The Macroscopic Description of Chaotic Quantum Systems

The world of quantum physics is often viewed as highly complex and chaotic, with systems consisting of many interacting small particles posing significant challenges to traditional theories. However, a recent study led by Professor Monika Aidelsburger and Professor Immanuel Bloch from the LMU Faculty of Physics suggests that even chaotic quantum many-body systems can be described through simple diffusion equations with random noise. This groundbreaking research, published in the journal Nature Physics, sheds light on the potential for a macroscopic understanding of quantum phenomena.

The concept of hydrodynamics, which allows for the macroscopic description of flow behavior without delving into the physics of individual particles, forms the basis of this study. Julian Wienand, a doctoral candidate in Immanuel Bloch’s research team and lead author of the research, highlights the role of Brownian motion in understanding the behavior of small particles in water. By considering these erratic movements as white noise and applying fluctuating hydrodynamics (FHD) theory, the researchers were able to identify the diffusion constant as a key determinant of system behavior.

The research team’s findings suggest that under certain circumstances, chaotic quantum systems can be effectively described through FHD, simplifying the macroscopic understanding of these complex systems. By studying the behavior of chaotic many-body quantum systems using ultracold cesium atoms in optical lattices, the researchers were able to observe how fluctuations and density correlations evolve over time. The results indicated that FHD provides a qualitative and quantitative description of the system, offering valuable insights into the macroscopic behavior of chaotic quantum systems.

The implications of these findings extend to the field of quantum physics, where the laws governing quantum interactions are fundamentally different from those of classical particles.
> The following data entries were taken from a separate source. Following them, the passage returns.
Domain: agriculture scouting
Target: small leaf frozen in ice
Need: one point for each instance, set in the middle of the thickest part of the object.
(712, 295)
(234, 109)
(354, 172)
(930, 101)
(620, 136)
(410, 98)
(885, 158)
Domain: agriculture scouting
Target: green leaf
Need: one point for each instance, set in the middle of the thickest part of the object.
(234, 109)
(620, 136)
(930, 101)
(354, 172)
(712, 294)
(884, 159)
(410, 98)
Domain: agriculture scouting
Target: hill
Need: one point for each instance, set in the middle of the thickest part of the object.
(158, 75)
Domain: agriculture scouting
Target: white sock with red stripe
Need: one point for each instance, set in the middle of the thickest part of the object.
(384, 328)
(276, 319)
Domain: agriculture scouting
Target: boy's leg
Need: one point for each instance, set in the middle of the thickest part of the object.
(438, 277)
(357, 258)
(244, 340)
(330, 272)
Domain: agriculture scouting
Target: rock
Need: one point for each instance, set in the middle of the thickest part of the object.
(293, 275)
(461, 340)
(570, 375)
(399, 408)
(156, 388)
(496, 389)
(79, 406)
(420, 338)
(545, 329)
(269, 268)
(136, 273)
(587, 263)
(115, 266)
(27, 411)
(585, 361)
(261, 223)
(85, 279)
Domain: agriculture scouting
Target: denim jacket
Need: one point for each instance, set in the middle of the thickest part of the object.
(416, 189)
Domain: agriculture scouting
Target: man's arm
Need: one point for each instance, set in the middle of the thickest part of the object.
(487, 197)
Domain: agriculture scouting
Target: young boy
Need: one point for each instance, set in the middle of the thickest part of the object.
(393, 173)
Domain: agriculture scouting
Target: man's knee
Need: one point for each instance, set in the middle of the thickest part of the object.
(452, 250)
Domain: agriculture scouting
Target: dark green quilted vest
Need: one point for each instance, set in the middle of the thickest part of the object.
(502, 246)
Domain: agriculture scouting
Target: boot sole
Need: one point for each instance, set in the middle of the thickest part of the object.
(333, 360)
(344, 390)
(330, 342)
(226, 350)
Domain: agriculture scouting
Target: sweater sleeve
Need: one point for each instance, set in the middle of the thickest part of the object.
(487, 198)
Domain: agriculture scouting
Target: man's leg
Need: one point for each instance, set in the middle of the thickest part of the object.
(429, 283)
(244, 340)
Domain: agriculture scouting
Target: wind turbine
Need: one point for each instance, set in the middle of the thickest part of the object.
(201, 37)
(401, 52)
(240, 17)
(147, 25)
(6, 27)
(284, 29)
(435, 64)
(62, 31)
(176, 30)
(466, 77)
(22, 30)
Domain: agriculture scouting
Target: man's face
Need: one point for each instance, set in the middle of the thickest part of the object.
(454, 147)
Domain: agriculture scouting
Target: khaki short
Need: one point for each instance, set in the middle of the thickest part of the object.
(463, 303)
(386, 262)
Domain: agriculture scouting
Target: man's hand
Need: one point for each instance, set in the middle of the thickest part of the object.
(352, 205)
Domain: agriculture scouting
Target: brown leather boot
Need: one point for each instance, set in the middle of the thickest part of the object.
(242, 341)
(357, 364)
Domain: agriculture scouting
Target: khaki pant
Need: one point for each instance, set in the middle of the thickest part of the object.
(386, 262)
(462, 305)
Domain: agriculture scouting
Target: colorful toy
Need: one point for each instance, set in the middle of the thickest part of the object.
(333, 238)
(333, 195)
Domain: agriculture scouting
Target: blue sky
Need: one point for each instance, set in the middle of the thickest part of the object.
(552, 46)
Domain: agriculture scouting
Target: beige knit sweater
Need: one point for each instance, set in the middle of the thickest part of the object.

Concepts such as “uncertainty” and “entanglement” add layers of complexity to the behavior of quantum systems, making them notoriously difficult to calculate. However, the application of FHD theory to chaotic quantum systems presents an opportunity to simplify the understanding of these phenomena, potentially unlocking new insights into the behavior of quantum particles.

By demonstrating that chaotic quantum systems can be described macroscopically through FHD, the research team has opened new avenues for exploring the behavior of quantum particles. The ability to simplify the description of complex systems without the need to delve into microscopic interactions holds promise for future studies in quantum physics. By focusing on macroscopic diffusion processes, researchers may uncover new principles guiding the behavior of quantum systems, leading to advancements in our understanding of the quantum world.